Geschäftsleitung bestätigt Freiwilligenprogramm, läßt aber die Zahlen offen

Beim Leiterplattenhersteller Schweizer Electronic in Sulgen wird der Personalabbau konkret. 70 bis 100 Stellen sollen wegfallen. Dazu hat das Unternehmen ein Programm aufgelegt, um Mitarbeitende zu bewegen, selbst das Unternehmen über einen Aufhebungsvertrag zu verlassen. Zwei besonders prominente Beschäftigte haben die Chance genutzt und sind gegangen: die beiden freigestellten Betriebsräte. Hier zunächst unser Bericht und dann die Antworten der Schweizer-Presseabteilung zu entsprechenden Fragen:

Schramberg. Wie die NRWZ aus der Belegschaft erfahren hat, möchte die Geschäftsleitung über ein freiwilliges Ausstiegsprogramm Mitarbeitende zur Kündigung bewegen. Insgesamt sollen 70 bis 100 Arbeitsplätze wegfallen. Wie berichtet leidet das Sulgener Werk stark unter zu wenig Auslastung. Fast 40 Prozent weniger Umsatz als im Vorjahr stammte aus dem Werk.

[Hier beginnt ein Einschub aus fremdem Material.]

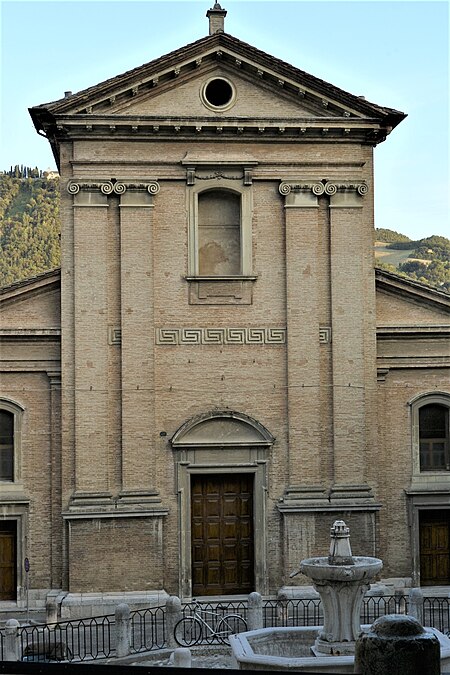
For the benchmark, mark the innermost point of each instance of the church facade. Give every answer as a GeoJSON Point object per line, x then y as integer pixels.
{"type": "Point", "coordinates": [217, 372]}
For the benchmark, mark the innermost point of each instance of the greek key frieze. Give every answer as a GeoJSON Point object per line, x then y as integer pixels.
{"type": "Point", "coordinates": [324, 335]}
{"type": "Point", "coordinates": [221, 336]}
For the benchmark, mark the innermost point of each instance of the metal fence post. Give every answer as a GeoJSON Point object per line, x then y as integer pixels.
{"type": "Point", "coordinates": [12, 650]}
{"type": "Point", "coordinates": [255, 613]}
{"type": "Point", "coordinates": [416, 604]}
{"type": "Point", "coordinates": [51, 611]}
{"type": "Point", "coordinates": [123, 630]}
{"type": "Point", "coordinates": [173, 615]}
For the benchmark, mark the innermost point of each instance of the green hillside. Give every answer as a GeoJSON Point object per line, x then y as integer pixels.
{"type": "Point", "coordinates": [29, 225]}
{"type": "Point", "coordinates": [30, 228]}
{"type": "Point", "coordinates": [426, 260]}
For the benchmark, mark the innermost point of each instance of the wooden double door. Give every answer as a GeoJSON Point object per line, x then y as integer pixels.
{"type": "Point", "coordinates": [222, 534]}
{"type": "Point", "coordinates": [435, 547]}
{"type": "Point", "coordinates": [8, 560]}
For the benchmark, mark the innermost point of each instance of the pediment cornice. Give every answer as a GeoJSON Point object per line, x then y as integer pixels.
{"type": "Point", "coordinates": [99, 110]}
{"type": "Point", "coordinates": [413, 291]}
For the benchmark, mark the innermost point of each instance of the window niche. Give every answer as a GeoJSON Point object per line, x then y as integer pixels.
{"type": "Point", "coordinates": [431, 434]}
{"type": "Point", "coordinates": [10, 442]}
{"type": "Point", "coordinates": [220, 243]}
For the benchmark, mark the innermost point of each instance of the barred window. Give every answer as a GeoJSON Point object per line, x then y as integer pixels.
{"type": "Point", "coordinates": [434, 446]}
{"type": "Point", "coordinates": [219, 233]}
{"type": "Point", "coordinates": [6, 445]}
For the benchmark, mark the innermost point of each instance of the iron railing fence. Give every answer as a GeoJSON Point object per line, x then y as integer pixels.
{"type": "Point", "coordinates": [298, 612]}
{"type": "Point", "coordinates": [75, 640]}
{"type": "Point", "coordinates": [95, 638]}
{"type": "Point", "coordinates": [148, 629]}
{"type": "Point", "coordinates": [211, 613]}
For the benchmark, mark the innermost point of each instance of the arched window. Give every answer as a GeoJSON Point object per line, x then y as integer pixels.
{"type": "Point", "coordinates": [430, 415]}
{"type": "Point", "coordinates": [219, 233]}
{"type": "Point", "coordinates": [434, 437]}
{"type": "Point", "coordinates": [10, 437]}
{"type": "Point", "coordinates": [6, 445]}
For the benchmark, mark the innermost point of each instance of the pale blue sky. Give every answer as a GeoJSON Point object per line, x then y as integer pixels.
{"type": "Point", "coordinates": [394, 53]}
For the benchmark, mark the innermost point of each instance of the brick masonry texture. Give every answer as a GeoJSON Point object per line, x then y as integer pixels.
{"type": "Point", "coordinates": [106, 494]}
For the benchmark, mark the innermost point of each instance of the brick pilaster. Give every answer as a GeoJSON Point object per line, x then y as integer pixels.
{"type": "Point", "coordinates": [137, 339]}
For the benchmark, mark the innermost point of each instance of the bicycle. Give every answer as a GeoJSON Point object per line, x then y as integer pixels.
{"type": "Point", "coordinates": [189, 630]}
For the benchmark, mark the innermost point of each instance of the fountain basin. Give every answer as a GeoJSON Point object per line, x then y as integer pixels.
{"type": "Point", "coordinates": [285, 649]}
{"type": "Point", "coordinates": [290, 649]}
{"type": "Point", "coordinates": [363, 568]}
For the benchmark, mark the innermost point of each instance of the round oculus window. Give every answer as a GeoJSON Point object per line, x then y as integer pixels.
{"type": "Point", "coordinates": [218, 94]}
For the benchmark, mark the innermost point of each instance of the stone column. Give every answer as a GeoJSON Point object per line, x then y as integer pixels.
{"type": "Point", "coordinates": [137, 337]}
{"type": "Point", "coordinates": [55, 478]}
{"type": "Point", "coordinates": [91, 337]}
{"type": "Point", "coordinates": [123, 630]}
{"type": "Point", "coordinates": [350, 303]}
{"type": "Point", "coordinates": [303, 358]}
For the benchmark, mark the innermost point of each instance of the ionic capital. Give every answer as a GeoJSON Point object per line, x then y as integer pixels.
{"type": "Point", "coordinates": [318, 188]}
{"type": "Point", "coordinates": [108, 187]}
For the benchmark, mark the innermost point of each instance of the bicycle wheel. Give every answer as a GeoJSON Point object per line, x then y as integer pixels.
{"type": "Point", "coordinates": [230, 625]}
{"type": "Point", "coordinates": [187, 631]}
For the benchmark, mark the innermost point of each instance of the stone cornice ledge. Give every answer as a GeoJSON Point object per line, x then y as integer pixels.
{"type": "Point", "coordinates": [414, 332]}
{"type": "Point", "coordinates": [30, 333]}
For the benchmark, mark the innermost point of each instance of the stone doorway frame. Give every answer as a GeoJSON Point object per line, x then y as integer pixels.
{"type": "Point", "coordinates": [201, 448]}
{"type": "Point", "coordinates": [18, 513]}
{"type": "Point", "coordinates": [420, 501]}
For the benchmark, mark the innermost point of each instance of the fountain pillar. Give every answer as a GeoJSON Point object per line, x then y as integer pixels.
{"type": "Point", "coordinates": [341, 580]}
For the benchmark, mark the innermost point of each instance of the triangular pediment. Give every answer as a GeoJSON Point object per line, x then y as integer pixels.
{"type": "Point", "coordinates": [169, 90]}
{"type": "Point", "coordinates": [404, 302]}
{"type": "Point", "coordinates": [252, 99]}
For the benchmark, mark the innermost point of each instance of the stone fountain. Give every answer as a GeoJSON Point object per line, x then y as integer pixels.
{"type": "Point", "coordinates": [341, 579]}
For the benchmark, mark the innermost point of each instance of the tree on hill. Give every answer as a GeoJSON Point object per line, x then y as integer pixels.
{"type": "Point", "coordinates": [29, 226]}
{"type": "Point", "coordinates": [433, 248]}
{"type": "Point", "coordinates": [390, 236]}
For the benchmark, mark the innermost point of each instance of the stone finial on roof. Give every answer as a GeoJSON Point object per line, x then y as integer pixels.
{"type": "Point", "coordinates": [216, 16]}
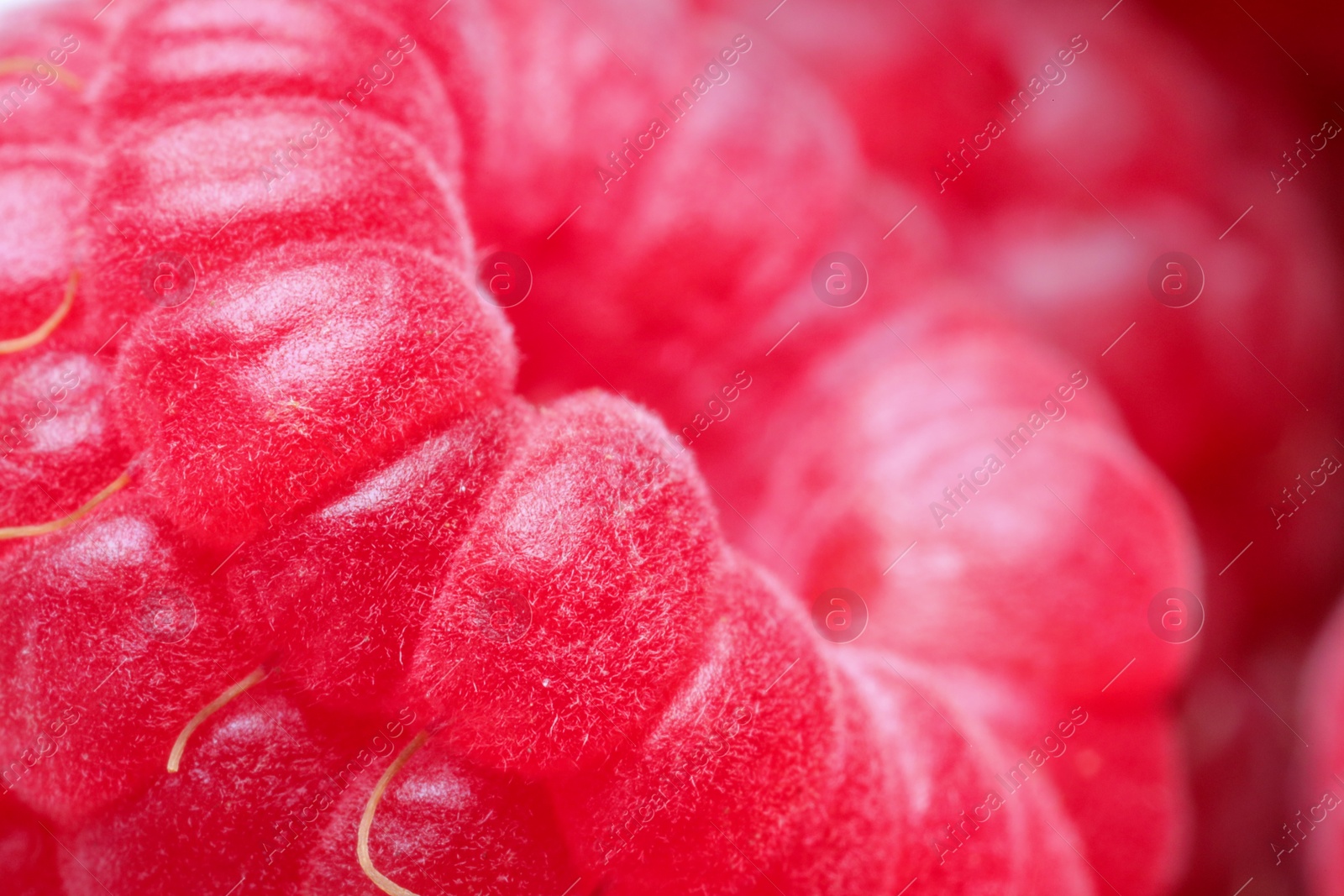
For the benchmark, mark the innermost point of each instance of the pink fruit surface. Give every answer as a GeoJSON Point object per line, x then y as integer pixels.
{"type": "Point", "coordinates": [362, 616]}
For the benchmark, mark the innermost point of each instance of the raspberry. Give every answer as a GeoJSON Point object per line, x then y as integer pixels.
{"type": "Point", "coordinates": [934, 516]}
{"type": "Point", "coordinates": [443, 826]}
{"type": "Point", "coordinates": [235, 813]}
{"type": "Point", "coordinates": [335, 352]}
{"type": "Point", "coordinates": [185, 51]}
{"type": "Point", "coordinates": [60, 448]}
{"type": "Point", "coordinates": [705, 228]}
{"type": "Point", "coordinates": [112, 644]}
{"type": "Point", "coordinates": [596, 527]}
{"type": "Point", "coordinates": [344, 590]}
{"type": "Point", "coordinates": [333, 504]}
{"type": "Point", "coordinates": [27, 855]}
{"type": "Point", "coordinates": [47, 55]}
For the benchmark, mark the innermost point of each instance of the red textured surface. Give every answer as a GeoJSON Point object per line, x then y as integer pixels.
{"type": "Point", "coordinates": [443, 826]}
{"type": "Point", "coordinates": [333, 469]}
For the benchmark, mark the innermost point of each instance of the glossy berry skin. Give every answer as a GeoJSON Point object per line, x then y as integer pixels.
{"type": "Point", "coordinates": [779, 763]}
{"type": "Point", "coordinates": [331, 363]}
{"type": "Point", "coordinates": [443, 825]}
{"type": "Point", "coordinates": [113, 642]}
{"type": "Point", "coordinates": [1072, 490]}
{"type": "Point", "coordinates": [676, 237]}
{"type": "Point", "coordinates": [331, 401]}
{"type": "Point", "coordinates": [181, 53]}
{"type": "Point", "coordinates": [60, 446]}
{"type": "Point", "coordinates": [27, 852]}
{"type": "Point", "coordinates": [343, 591]}
{"type": "Point", "coordinates": [237, 812]}
{"type": "Point", "coordinates": [50, 51]}
{"type": "Point", "coordinates": [575, 602]}
{"type": "Point", "coordinates": [1316, 790]}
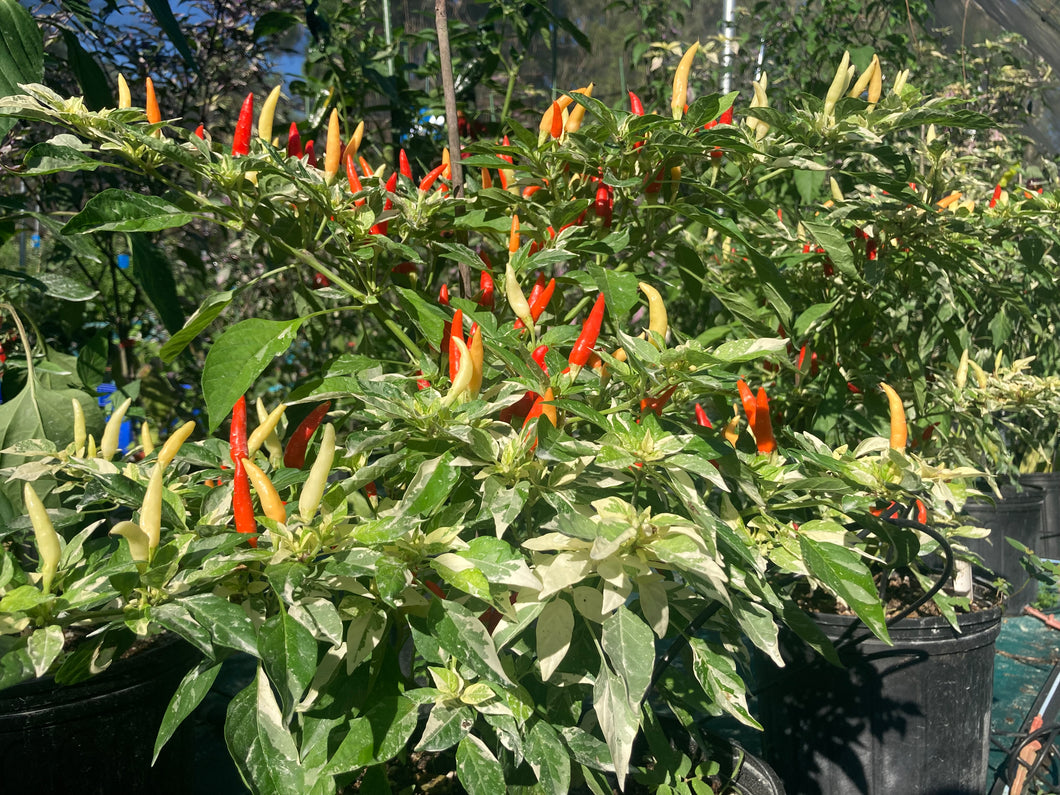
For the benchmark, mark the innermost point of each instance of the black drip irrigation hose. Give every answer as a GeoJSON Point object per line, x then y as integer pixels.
{"type": "Point", "coordinates": [847, 641]}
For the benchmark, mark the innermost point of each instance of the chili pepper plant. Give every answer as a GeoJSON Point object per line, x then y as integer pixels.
{"type": "Point", "coordinates": [522, 523]}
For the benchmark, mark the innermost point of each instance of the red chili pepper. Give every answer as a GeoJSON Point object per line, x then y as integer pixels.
{"type": "Point", "coordinates": [763, 425]}
{"type": "Point", "coordinates": [237, 433]}
{"type": "Point", "coordinates": [431, 177]}
{"type": "Point", "coordinates": [294, 141]}
{"type": "Point", "coordinates": [590, 330]}
{"type": "Point", "coordinates": [487, 288]}
{"type": "Point", "coordinates": [539, 356]}
{"type": "Point", "coordinates": [604, 205]}
{"type": "Point", "coordinates": [243, 508]}
{"type": "Point", "coordinates": [456, 332]}
{"type": "Point", "coordinates": [294, 454]}
{"type": "Point", "coordinates": [241, 143]}
{"type": "Point", "coordinates": [701, 417]}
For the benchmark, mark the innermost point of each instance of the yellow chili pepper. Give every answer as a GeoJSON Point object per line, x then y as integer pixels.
{"type": "Point", "coordinates": [313, 490]}
{"type": "Point", "coordinates": [657, 320]}
{"type": "Point", "coordinates": [333, 151]}
{"type": "Point", "coordinates": [124, 95]}
{"type": "Point", "coordinates": [875, 83]}
{"type": "Point", "coordinates": [573, 122]}
{"type": "Point", "coordinates": [43, 532]}
{"type": "Point", "coordinates": [145, 441]}
{"type": "Point", "coordinates": [679, 95]}
{"type": "Point", "coordinates": [515, 298]}
{"type": "Point", "coordinates": [837, 88]}
{"type": "Point", "coordinates": [267, 495]}
{"type": "Point", "coordinates": [151, 105]}
{"type": "Point", "coordinates": [899, 430]}
{"type": "Point", "coordinates": [265, 428]}
{"type": "Point", "coordinates": [267, 115]}
{"type": "Point", "coordinates": [108, 444]}
{"type": "Point", "coordinates": [475, 349]}
{"type": "Point", "coordinates": [272, 438]}
{"type": "Point", "coordinates": [174, 443]}
{"type": "Point", "coordinates": [78, 427]}
{"type": "Point", "coordinates": [461, 382]}
{"type": "Point", "coordinates": [151, 512]}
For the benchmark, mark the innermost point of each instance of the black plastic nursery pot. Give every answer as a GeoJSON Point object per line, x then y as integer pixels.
{"type": "Point", "coordinates": [96, 737]}
{"type": "Point", "coordinates": [913, 718]}
{"type": "Point", "coordinates": [1018, 515]}
{"type": "Point", "coordinates": [1048, 541]}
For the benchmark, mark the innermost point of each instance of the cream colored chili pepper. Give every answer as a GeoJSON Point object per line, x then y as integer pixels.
{"type": "Point", "coordinates": [462, 381]}
{"type": "Point", "coordinates": [272, 442]}
{"type": "Point", "coordinates": [573, 122]}
{"type": "Point", "coordinates": [43, 532]}
{"type": "Point", "coordinates": [515, 298]}
{"type": "Point", "coordinates": [899, 429]}
{"type": "Point", "coordinates": [266, 427]}
{"type": "Point", "coordinates": [333, 149]}
{"type": "Point", "coordinates": [875, 84]}
{"type": "Point", "coordinates": [679, 95]}
{"type": "Point", "coordinates": [267, 495]}
{"type": "Point", "coordinates": [78, 427]}
{"type": "Point", "coordinates": [151, 512]}
{"type": "Point", "coordinates": [837, 88]}
{"type": "Point", "coordinates": [173, 444]}
{"type": "Point", "coordinates": [267, 115]}
{"type": "Point", "coordinates": [475, 350]}
{"type": "Point", "coordinates": [108, 444]}
{"type": "Point", "coordinates": [313, 490]}
{"type": "Point", "coordinates": [145, 441]}
{"type": "Point", "coordinates": [124, 95]}
{"type": "Point", "coordinates": [657, 320]}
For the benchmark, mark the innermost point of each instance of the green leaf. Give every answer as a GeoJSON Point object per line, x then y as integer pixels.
{"type": "Point", "coordinates": [288, 651]}
{"type": "Point", "coordinates": [459, 632]}
{"type": "Point", "coordinates": [155, 275]}
{"type": "Point", "coordinates": [115, 210]}
{"type": "Point", "coordinates": [237, 357]}
{"type": "Point", "coordinates": [63, 154]}
{"type": "Point", "coordinates": [555, 628]}
{"type": "Point", "coordinates": [617, 720]}
{"type": "Point", "coordinates": [847, 576]}
{"type": "Point", "coordinates": [446, 726]}
{"type": "Point", "coordinates": [190, 693]}
{"type": "Point", "coordinates": [260, 742]}
{"type": "Point", "coordinates": [834, 244]}
{"type": "Point", "coordinates": [430, 486]}
{"type": "Point", "coordinates": [43, 646]}
{"type": "Point", "coordinates": [477, 769]}
{"type": "Point", "coordinates": [205, 315]}
{"type": "Point", "coordinates": [630, 645]}
{"type": "Point", "coordinates": [229, 625]}
{"type": "Point", "coordinates": [21, 52]}
{"type": "Point", "coordinates": [548, 758]}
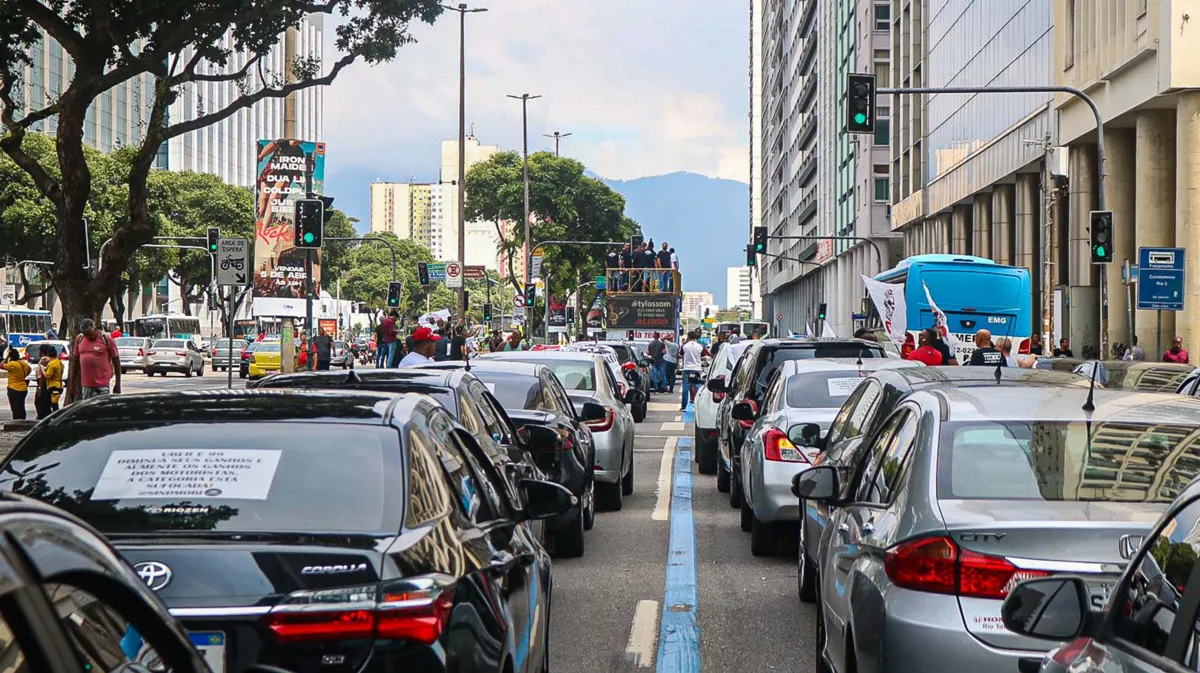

Pro Jahr Betriebszugehörigkeit biete das Unternehmen, denjenigen, die freiwillig gehen, 0,25 eines Monatslohns als Abfindung.

Vorsicht bei Kündigung in Kurzarbeit

Selbst Kündigungen aussprechen gehe nur schwer, weil bis Jahresende Kurzarbeit bei Schweizer vereinbart wurde. In solchen Fällen müsste der Arbeitgeber einen personen-, verhaltens- oder betriebsbedingten Kündigungsgrund anführen.

Arbeitnehmer müssen besonders aufpassen, denn ihnen droht eine Sperrzeit von bis zu 12 Wochen beim Arbeitslosengeld, wenn sie von sich aus kündigen.

Aus der Belegschaft war zusätzlich zu erfahren, dass die Geschäftsleitung außerdem all diejenigen, die in diesem oder nächsten Jahr in Rente gehen, zum vorzeitigen Ausstieg motivieren möchte. Sie sollen eine Prämie bekommen, die die Verluste bei der Rente ausgleichen soll.

Eigenkapital schmilzt

Im Betrieb ist davon die Rede, dass die Eigenkapitalquote bei Schweizer pro Monat um eine Million Euro schrumpfe.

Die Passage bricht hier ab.